I think Pin Change Interrupts would be fairly good at doing that. You will need 10 input pins. Use the PinChangeInterrupt library and store micros() for the last two pin changes. On a rising edge, the current micros() minus the first sample (the previous rising edge) will get you the cycle period. The second sample minus the first will be the ON time. Then divide to get duty-cycle. If the latest previous sample was a long time ago, us the state of the pin to tell if the duty-cycle is 0% oe 100%.
Why not have the microcontroller that's creating the PWM signals send the duty cycle values?
It depends ...
- What are the PWM signals used for?
- Perhaps a timing diagram would help?
- What are the PWM frequencies?
- Are any of the signals complimentary? (this reduces the unique timers required)
Hi, using an oscilloscope or a logic analyzer (I have that one too ) is impossible for my project.
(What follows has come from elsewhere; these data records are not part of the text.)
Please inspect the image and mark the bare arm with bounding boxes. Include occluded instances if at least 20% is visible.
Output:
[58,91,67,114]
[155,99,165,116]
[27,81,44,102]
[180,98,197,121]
I'd have to measure it and enter the value into my UNO every time the duty cycle changed to work with it as a variable.
I can't (don't want to) get the microcontroller that is generating the PWM signals to send the duty cycle values because that would require me to edit the existing third party firmware on that board. The problem with that is that I'd have to do that every time I'll do a firmware update.
The Pin Change Interrupts and the 74HC4067 solutions look like they might do the trick. I'll look into those and see if it'll work. Any other suggestions are welcome.
This may not be as good as the interrupt based way - but if you apply the pwm to a suitable low pass filter, then the output of the filter directly corresponds to the duty cycle - all you need to know is what the 100% duty cycle voltage corresponds to. For example for a 5V pwm, 100% duty cycle corresponds to 5V, 50% to 2.5V. The filters output / 5V will give you the duty cycle.
How fast do you need to measure the duty cycles and with what resolution?
You could low-pass filter the duty cycles into analog values, then use a multiplexer like SparkFun Analog/Digital MUX Breakout - CD74HC4067 - BOB-09056 - SparkFun Electronics to read the signals into your UNO.